British singer-songwriter Beverley Knight released "Mama Used to Say" on 27 June 2011 as the first single release from her seventh studio album, Soul UK, a tribute to UK soul artists.

===Background===
Knight said of the song, "I think this was everyone's favourite track at the time and is still played on every 'club classics' radio show in the country. It's still so fresh and just brings a smile whenever I sing it. It was an obvious choice for the album and a no-brainer for the choice of first single."

===Track listing===
- Digital download
1. "Mama Used to Say" (Radio Version) – 3:01
2. "Mama Used to Say" (Album Version) – 3:51
3. "Mama Used to Say" (Dave Doyle Extended Club Mix) – 7:42
4. "Mama Used to Say" (Cool Million's Boogie Down 12 Mix) – 5:36
5. "Mama Used to Say" (Cool Million's Boogie Down Mix) – 4:09
6. "Mama Used to Say" (Live) – 4:36

===Music video===
The music video for "Mama Used to Say" premiered on Knight's YouTube page on 23 May 2011. The video features both performance and behind-the-scenes footage from her April 2011 album launch show at London's Porchester Hall, soundtracked to the album version of the song.

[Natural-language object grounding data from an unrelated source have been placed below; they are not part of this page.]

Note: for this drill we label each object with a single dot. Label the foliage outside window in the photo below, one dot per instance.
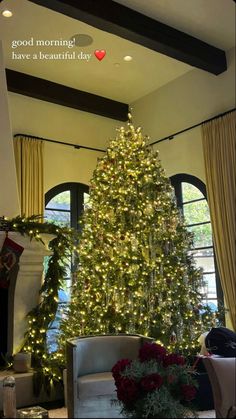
(191, 200)
(64, 206)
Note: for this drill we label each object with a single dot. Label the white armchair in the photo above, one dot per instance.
(222, 375)
(90, 385)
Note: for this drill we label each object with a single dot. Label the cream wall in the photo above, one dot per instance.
(184, 102)
(66, 164)
(47, 120)
(9, 202)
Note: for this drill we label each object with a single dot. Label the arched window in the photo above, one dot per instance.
(65, 202)
(64, 205)
(192, 201)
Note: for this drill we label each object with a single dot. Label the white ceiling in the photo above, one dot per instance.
(212, 21)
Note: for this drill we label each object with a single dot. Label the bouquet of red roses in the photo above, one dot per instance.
(156, 385)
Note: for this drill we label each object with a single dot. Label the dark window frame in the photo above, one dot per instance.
(76, 209)
(76, 190)
(176, 181)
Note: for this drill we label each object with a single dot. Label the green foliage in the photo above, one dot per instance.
(47, 366)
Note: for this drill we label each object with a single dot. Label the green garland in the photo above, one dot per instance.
(47, 367)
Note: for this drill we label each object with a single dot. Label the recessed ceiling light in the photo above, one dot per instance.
(128, 58)
(7, 13)
(82, 40)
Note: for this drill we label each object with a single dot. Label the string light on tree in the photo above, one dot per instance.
(135, 273)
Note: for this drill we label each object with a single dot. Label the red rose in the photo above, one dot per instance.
(171, 379)
(127, 390)
(188, 392)
(173, 359)
(119, 367)
(151, 351)
(151, 382)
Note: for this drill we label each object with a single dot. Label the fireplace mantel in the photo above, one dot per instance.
(23, 292)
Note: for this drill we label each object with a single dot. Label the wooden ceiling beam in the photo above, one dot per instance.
(42, 89)
(120, 20)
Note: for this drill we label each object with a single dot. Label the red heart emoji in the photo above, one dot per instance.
(100, 54)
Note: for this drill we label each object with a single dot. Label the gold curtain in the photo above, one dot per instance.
(29, 168)
(219, 142)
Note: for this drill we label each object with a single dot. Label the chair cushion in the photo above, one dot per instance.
(99, 353)
(100, 384)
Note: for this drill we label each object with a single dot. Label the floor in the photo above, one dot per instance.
(62, 413)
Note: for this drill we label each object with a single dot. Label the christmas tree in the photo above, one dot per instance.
(135, 273)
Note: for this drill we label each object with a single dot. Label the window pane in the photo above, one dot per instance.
(213, 303)
(210, 285)
(190, 192)
(58, 217)
(206, 263)
(202, 235)
(60, 201)
(196, 212)
(202, 252)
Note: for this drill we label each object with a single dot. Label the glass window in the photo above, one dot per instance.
(191, 199)
(65, 204)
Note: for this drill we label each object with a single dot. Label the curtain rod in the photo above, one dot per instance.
(60, 142)
(170, 137)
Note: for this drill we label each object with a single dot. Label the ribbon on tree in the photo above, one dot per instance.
(9, 256)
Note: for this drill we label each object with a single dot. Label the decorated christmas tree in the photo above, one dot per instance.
(135, 272)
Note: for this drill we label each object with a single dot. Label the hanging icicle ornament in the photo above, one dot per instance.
(173, 338)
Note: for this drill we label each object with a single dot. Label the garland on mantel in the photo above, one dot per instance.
(46, 365)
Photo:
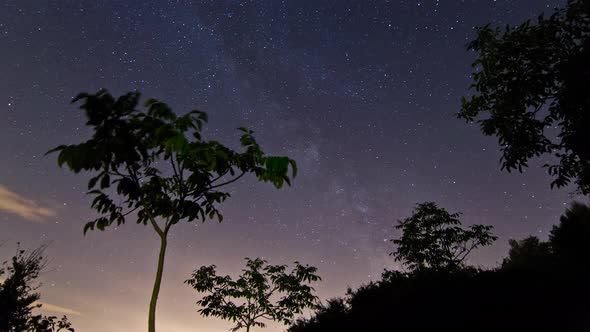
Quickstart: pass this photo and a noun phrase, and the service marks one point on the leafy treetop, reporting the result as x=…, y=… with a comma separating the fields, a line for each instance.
x=531, y=92
x=433, y=239
x=262, y=292
x=159, y=163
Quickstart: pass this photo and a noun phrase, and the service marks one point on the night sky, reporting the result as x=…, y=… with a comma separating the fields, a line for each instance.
x=361, y=93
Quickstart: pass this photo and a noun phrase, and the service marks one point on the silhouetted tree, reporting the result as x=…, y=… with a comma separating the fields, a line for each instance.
x=333, y=316
x=531, y=291
x=160, y=166
x=570, y=240
x=532, y=92
x=18, y=296
x=432, y=238
x=529, y=253
x=262, y=292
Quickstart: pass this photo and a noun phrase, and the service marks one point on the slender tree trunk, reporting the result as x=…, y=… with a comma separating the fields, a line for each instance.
x=158, y=281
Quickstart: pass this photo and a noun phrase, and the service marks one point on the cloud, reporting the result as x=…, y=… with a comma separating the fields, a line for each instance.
x=13, y=203
x=57, y=309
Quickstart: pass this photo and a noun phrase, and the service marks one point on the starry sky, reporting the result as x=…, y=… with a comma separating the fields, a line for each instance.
x=360, y=92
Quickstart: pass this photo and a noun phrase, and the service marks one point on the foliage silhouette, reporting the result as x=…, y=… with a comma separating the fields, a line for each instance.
x=432, y=238
x=18, y=296
x=531, y=291
x=570, y=239
x=262, y=292
x=160, y=167
x=530, y=78
x=530, y=254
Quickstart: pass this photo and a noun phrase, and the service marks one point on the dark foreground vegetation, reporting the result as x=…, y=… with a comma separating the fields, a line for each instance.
x=540, y=286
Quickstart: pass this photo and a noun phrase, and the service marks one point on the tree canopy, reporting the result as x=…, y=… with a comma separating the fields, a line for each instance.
x=531, y=91
x=432, y=238
x=155, y=165
x=18, y=295
x=262, y=292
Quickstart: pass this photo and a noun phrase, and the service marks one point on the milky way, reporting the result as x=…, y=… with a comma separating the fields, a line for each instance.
x=361, y=93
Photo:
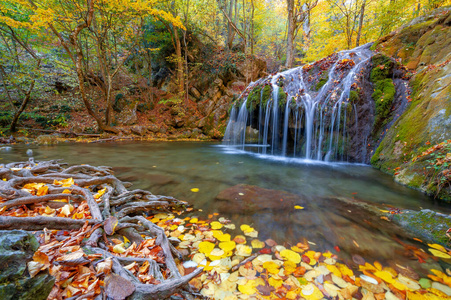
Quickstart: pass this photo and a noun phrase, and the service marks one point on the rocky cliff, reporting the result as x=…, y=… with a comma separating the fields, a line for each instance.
x=416, y=148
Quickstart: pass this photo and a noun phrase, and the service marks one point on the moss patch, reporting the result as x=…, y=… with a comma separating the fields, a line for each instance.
x=266, y=96
x=253, y=100
x=382, y=67
x=322, y=81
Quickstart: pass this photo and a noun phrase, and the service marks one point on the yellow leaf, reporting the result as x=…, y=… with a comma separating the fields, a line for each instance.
x=246, y=228
x=119, y=248
x=438, y=247
x=243, y=250
x=67, y=182
x=271, y=267
x=439, y=253
x=216, y=225
x=385, y=276
x=206, y=247
x=220, y=236
x=277, y=283
x=378, y=265
x=256, y=244
x=100, y=193
x=67, y=210
x=248, y=288
x=291, y=256
x=345, y=270
x=334, y=270
x=227, y=245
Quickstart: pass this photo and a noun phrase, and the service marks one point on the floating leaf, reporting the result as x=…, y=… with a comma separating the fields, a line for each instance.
x=249, y=288
x=271, y=267
x=246, y=228
x=34, y=268
x=119, y=248
x=291, y=256
x=206, y=247
x=438, y=253
x=118, y=288
x=227, y=246
x=243, y=250
x=256, y=244
x=100, y=193
x=105, y=266
x=216, y=225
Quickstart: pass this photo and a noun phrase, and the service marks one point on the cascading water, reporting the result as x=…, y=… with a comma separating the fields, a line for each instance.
x=305, y=120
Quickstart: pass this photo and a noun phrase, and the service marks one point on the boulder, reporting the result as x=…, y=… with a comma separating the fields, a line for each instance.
x=16, y=249
x=153, y=128
x=127, y=116
x=139, y=130
x=246, y=199
x=47, y=139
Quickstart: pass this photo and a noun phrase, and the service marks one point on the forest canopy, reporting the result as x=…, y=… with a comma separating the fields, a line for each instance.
x=91, y=41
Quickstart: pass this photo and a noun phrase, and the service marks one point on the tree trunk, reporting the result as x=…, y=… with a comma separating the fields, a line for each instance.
x=290, y=34
x=12, y=127
x=230, y=30
x=178, y=53
x=359, y=32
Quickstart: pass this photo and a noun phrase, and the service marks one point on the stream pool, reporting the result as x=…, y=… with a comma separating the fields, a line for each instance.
x=174, y=168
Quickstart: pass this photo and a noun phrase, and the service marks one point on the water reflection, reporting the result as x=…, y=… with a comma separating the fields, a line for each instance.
x=175, y=168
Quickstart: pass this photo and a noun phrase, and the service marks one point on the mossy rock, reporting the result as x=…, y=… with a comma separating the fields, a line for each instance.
x=383, y=96
x=267, y=95
x=354, y=97
x=322, y=81
x=426, y=224
x=382, y=67
x=16, y=249
x=253, y=100
x=281, y=97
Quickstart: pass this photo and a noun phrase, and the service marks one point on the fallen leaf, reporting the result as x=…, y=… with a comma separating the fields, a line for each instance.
x=118, y=288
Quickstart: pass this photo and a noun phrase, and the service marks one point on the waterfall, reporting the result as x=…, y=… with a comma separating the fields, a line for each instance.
x=313, y=122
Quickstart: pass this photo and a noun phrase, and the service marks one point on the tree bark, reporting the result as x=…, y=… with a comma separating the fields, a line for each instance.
x=361, y=17
x=290, y=34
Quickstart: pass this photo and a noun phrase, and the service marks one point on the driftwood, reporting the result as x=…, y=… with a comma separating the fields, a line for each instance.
x=124, y=206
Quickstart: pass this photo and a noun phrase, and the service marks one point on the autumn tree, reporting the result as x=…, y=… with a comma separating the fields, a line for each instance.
x=19, y=61
x=111, y=25
x=297, y=13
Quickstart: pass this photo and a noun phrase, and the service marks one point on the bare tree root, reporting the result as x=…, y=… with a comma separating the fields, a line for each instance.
x=112, y=209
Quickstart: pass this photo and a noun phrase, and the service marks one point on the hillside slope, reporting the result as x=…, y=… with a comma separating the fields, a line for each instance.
x=416, y=149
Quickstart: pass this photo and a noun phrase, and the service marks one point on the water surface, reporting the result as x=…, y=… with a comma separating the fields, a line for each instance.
x=175, y=168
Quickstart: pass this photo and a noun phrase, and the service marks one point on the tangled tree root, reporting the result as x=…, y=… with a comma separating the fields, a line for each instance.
x=113, y=213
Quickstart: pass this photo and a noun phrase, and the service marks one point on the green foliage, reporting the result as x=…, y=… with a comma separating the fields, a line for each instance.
x=354, y=97
x=383, y=96
x=382, y=67
x=322, y=82
x=253, y=100
x=267, y=91
x=282, y=97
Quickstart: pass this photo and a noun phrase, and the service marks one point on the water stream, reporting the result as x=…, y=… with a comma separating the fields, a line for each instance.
x=312, y=124
x=175, y=168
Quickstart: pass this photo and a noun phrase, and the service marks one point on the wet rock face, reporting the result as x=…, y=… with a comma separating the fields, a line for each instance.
x=16, y=249
x=245, y=199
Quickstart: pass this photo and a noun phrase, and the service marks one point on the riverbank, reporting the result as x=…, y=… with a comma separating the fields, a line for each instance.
x=233, y=260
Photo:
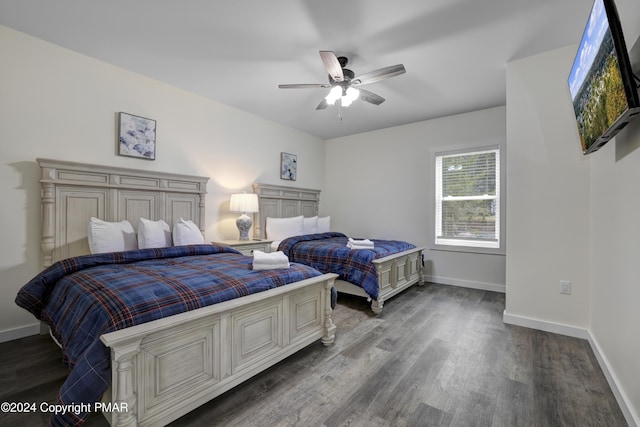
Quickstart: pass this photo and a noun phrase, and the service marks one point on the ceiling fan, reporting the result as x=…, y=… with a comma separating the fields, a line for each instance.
x=345, y=86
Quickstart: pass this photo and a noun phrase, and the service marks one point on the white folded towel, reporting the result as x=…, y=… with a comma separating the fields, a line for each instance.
x=270, y=261
x=360, y=244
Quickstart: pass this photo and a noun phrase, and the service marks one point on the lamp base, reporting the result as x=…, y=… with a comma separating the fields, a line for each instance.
x=244, y=223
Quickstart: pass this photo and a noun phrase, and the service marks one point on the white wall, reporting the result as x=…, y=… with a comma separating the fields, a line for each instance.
x=572, y=217
x=55, y=103
x=547, y=194
x=377, y=185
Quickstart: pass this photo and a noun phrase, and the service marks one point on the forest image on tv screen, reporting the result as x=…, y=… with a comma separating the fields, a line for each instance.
x=595, y=82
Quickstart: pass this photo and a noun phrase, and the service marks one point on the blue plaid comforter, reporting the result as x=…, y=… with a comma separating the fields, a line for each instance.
x=328, y=252
x=84, y=297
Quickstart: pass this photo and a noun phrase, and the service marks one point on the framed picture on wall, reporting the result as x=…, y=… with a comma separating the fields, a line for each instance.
x=288, y=166
x=136, y=136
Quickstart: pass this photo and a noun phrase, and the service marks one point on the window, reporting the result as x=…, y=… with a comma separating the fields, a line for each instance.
x=467, y=196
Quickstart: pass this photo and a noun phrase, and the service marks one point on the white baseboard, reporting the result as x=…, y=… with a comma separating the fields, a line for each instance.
x=557, y=328
x=632, y=417
x=466, y=283
x=20, y=332
x=544, y=325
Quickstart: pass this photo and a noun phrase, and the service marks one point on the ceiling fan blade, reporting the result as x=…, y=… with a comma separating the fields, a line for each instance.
x=323, y=104
x=377, y=75
x=304, y=86
x=371, y=97
x=332, y=65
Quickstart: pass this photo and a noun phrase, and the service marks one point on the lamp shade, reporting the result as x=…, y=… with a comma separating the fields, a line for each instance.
x=244, y=202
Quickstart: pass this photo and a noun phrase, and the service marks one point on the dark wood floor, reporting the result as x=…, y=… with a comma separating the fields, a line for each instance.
x=436, y=356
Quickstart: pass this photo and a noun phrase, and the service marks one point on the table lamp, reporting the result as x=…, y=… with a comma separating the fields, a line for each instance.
x=244, y=203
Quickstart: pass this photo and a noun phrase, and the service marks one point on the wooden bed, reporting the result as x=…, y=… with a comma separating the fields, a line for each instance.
x=165, y=368
x=395, y=272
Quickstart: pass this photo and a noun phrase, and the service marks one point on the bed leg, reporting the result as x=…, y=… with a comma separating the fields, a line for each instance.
x=376, y=306
x=329, y=327
x=124, y=405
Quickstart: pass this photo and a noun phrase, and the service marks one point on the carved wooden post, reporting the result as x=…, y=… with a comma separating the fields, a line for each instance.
x=47, y=240
x=201, y=216
x=329, y=327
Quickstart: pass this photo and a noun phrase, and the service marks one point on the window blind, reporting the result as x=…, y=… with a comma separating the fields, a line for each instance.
x=468, y=198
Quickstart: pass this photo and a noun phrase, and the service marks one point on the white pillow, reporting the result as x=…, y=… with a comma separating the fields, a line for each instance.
x=281, y=228
x=111, y=236
x=186, y=233
x=153, y=234
x=324, y=224
x=310, y=225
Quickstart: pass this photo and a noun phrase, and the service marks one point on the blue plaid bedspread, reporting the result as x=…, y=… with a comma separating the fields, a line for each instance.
x=84, y=297
x=328, y=252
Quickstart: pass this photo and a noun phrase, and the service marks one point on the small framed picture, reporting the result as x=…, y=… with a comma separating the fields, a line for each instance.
x=288, y=166
x=137, y=137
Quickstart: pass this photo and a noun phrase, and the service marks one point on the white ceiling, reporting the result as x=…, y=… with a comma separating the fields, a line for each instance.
x=237, y=52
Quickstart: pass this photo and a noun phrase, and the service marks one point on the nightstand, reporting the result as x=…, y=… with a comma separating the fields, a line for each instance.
x=246, y=247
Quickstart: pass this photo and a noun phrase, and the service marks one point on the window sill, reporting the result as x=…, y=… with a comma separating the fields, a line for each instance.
x=468, y=249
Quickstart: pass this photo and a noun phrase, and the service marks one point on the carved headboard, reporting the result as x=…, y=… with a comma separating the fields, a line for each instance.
x=277, y=201
x=74, y=192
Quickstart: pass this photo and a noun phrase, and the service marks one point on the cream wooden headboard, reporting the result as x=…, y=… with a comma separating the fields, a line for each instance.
x=277, y=201
x=71, y=193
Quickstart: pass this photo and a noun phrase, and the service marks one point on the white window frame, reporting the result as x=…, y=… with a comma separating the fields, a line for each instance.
x=469, y=245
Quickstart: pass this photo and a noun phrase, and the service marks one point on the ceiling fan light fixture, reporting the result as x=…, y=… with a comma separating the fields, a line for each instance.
x=334, y=94
x=351, y=95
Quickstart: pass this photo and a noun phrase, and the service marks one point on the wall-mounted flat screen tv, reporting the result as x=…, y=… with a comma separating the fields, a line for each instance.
x=601, y=82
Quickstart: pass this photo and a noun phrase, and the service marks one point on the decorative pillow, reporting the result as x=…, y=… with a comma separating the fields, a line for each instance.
x=153, y=234
x=111, y=236
x=186, y=233
x=324, y=224
x=310, y=225
x=281, y=228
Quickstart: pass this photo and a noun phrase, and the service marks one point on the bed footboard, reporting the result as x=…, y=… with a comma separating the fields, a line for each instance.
x=163, y=369
x=396, y=273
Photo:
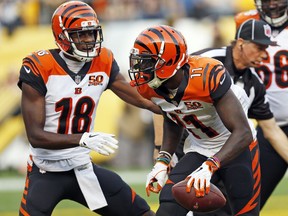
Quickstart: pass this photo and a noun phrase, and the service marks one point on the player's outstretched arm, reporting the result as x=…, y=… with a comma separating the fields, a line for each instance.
x=276, y=136
x=233, y=117
x=130, y=95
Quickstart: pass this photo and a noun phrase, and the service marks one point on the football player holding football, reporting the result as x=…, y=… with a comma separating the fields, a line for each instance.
x=196, y=94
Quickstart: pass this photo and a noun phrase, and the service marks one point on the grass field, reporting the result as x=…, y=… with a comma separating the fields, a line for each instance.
x=9, y=202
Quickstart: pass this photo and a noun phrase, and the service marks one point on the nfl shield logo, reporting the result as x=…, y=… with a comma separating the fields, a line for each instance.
x=267, y=30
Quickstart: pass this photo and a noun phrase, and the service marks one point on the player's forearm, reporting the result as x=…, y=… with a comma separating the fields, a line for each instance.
x=273, y=133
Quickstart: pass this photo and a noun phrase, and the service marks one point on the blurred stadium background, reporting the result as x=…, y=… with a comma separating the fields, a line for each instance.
x=25, y=27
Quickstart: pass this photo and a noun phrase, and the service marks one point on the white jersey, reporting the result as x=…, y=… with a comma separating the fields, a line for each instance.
x=71, y=101
x=274, y=74
x=274, y=70
x=193, y=108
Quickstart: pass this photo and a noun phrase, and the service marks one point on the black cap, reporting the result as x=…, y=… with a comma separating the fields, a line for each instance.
x=256, y=31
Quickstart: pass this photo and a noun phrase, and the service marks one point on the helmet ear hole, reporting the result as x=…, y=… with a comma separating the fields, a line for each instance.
x=169, y=62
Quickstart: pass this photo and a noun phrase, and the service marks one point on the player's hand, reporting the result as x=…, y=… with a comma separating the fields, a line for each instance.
x=200, y=178
x=159, y=176
x=102, y=143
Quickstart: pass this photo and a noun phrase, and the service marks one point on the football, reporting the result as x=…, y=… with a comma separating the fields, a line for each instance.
x=210, y=202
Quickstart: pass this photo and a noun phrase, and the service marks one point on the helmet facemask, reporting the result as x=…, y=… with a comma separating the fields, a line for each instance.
x=158, y=53
x=273, y=12
x=89, y=49
x=69, y=22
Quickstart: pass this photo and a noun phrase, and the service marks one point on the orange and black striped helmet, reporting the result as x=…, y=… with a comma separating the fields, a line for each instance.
x=274, y=12
x=76, y=17
x=157, y=54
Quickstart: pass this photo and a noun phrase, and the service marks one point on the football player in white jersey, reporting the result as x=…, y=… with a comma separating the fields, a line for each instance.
x=274, y=73
x=61, y=89
x=197, y=94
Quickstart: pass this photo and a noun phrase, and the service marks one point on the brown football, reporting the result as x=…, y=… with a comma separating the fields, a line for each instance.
x=210, y=202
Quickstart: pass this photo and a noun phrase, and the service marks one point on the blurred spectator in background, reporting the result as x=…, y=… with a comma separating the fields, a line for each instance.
x=9, y=15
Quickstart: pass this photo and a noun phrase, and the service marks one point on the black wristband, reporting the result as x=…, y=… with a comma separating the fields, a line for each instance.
x=157, y=147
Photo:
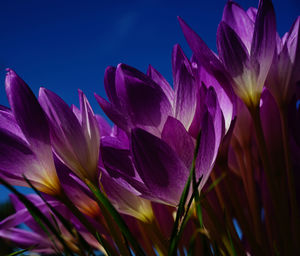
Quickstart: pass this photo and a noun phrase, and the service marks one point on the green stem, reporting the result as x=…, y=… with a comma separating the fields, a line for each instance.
x=65, y=200
x=295, y=225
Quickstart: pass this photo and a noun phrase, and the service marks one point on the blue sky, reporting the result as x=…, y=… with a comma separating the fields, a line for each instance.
x=66, y=45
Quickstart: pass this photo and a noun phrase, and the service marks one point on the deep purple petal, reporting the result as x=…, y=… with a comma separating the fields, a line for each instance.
x=264, y=40
x=226, y=105
x=160, y=80
x=184, y=86
x=232, y=51
x=110, y=86
x=69, y=138
x=26, y=109
x=293, y=45
x=252, y=12
x=159, y=166
x=200, y=111
x=126, y=200
x=8, y=122
x=118, y=117
x=207, y=58
x=206, y=153
x=142, y=98
x=179, y=140
x=239, y=21
x=116, y=157
x=104, y=127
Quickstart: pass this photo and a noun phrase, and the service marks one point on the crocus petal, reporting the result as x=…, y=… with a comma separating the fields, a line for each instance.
x=207, y=58
x=293, y=45
x=90, y=129
x=159, y=167
x=252, y=12
x=160, y=80
x=239, y=21
x=124, y=200
x=232, y=50
x=116, y=157
x=104, y=127
x=180, y=141
x=214, y=109
x=184, y=86
x=17, y=158
x=264, y=41
x=110, y=86
x=113, y=113
x=207, y=149
x=144, y=100
x=26, y=109
x=226, y=105
x=67, y=136
x=8, y=122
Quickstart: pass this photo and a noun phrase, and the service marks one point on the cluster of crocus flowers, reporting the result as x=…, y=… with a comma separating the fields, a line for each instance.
x=205, y=166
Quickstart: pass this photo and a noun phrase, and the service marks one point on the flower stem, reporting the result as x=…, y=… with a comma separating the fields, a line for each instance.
x=295, y=225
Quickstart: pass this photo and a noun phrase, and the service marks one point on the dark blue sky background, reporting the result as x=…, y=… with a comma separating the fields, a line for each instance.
x=66, y=45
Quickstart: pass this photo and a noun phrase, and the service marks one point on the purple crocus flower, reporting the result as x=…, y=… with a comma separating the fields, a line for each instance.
x=285, y=69
x=162, y=125
x=246, y=48
x=74, y=135
x=25, y=141
x=246, y=43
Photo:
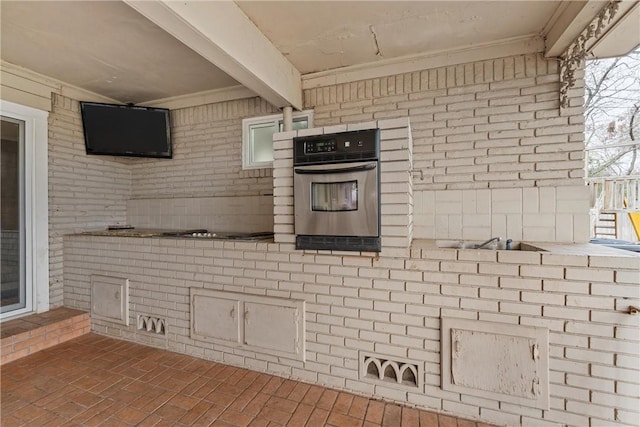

The video features cameos by Junior, Jaki Graham, Rod Temperton and Jazzie B.

===Release history===

| Region | Date | Format |
|---|---|---|
| United Kingdom | 27 June 2011 | Digital download |

==Samples and other uses==
- British comedian and rapper Richard Blackwood (Junior's nephew) sampled "Mama Used to Say" on his debut single "Mama – Who Da Man", which peaked at No. 3 on the UK Singles Chart in 2000.
- The song's guitar intro was sampled for Positive K's hit "I Got a Man".
- Rapper Mac sampled the song on "Slow Ya Roll" from his album Shell Shocked.
- Rapper Heavy D of Heavy D & the Boyz sampled "Mama Used to Say" for the song "Is It Good to You" from the album Peaceful Journey.
- Rapper Warren G sampled the song for his "Do You See" single from his "Regulate... G Funk Era" album released in late 1994.
- The rap group Bone Thugs-n-Harmony sampled the song for their single "Thuggish Ruggish Bone" from their 1994 debut EP Creepin on ah Come Up.
- The song is featured in the video game NBA 2K15, chosen by Pharrell Williams. It is also featured in NBA 2K26 as part of the "2K Greatest Hits Soundtrack".
- The song was used as the "Lip Sync for Your Legacy" in episode 9 of RuPaul's Drag Race All Stars season 10, between Ginger Minj and Daya Betty.